Mon enfant peut-il le rédiger lui-même ?
Oui, selon son âge et ses capacités. La loi prévoit que le projet de vie est formulé par la personne elle-même ou, à défaut, avec ou pour elle par son représentant légal. Pour un enfant de moins de 12 ans, les parents rédigent généralement. Pour un adolescent, il peut co-rédiger certaines parties, notamment la section aspirations. Sa voix dans le document est un atout.
Peut-on se faire aider pour le rédiger ?
Oui. L'assistante sociale de l'école, le CAMSP, le SESSAD, les associations de parents (comme enfant-different.org ou APEDYS) peuvent accompagner la rédaction. Vous pouvez aussi prendre rendez-vous directement à la MDPH pour un accompagnement gratuit à la constitution du dossier.
Faut-il un nouveau projet de vie à chaque renouvellement ?
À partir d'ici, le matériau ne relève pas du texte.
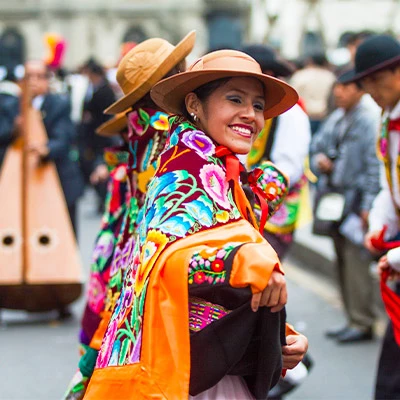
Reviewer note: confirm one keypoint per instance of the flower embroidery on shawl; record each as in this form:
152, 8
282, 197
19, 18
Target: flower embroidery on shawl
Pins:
274, 184
208, 266
159, 121
222, 216
383, 147
138, 122
103, 250
201, 210
214, 181
155, 243
281, 216
107, 345
96, 292
199, 142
Oui. Mais pas de zéro : vous pouvez repartir du précédent en l'actualisant. Notez ce qui a changé : l'âge, la classe, l'évolution des difficultés, les aménagements déjà en place et leurs résultats, les nouvelles demandes. Un renouvellement est aussi l'occasion de demander des droits supplémentaires si les besoins ont évolué.

Sources et références

  1. Cerfa 15692*01 — Formulaire de demande à la MDPH. CNSA.
  2. Article L. 114-1-1 du Code de l'action sociale et des familles (CASF).
  3. Loi n° 2005-102 du 11 février 2005 pour l'égalité des droits et des chances, la participation et la citoyenneté des personnes handicapées.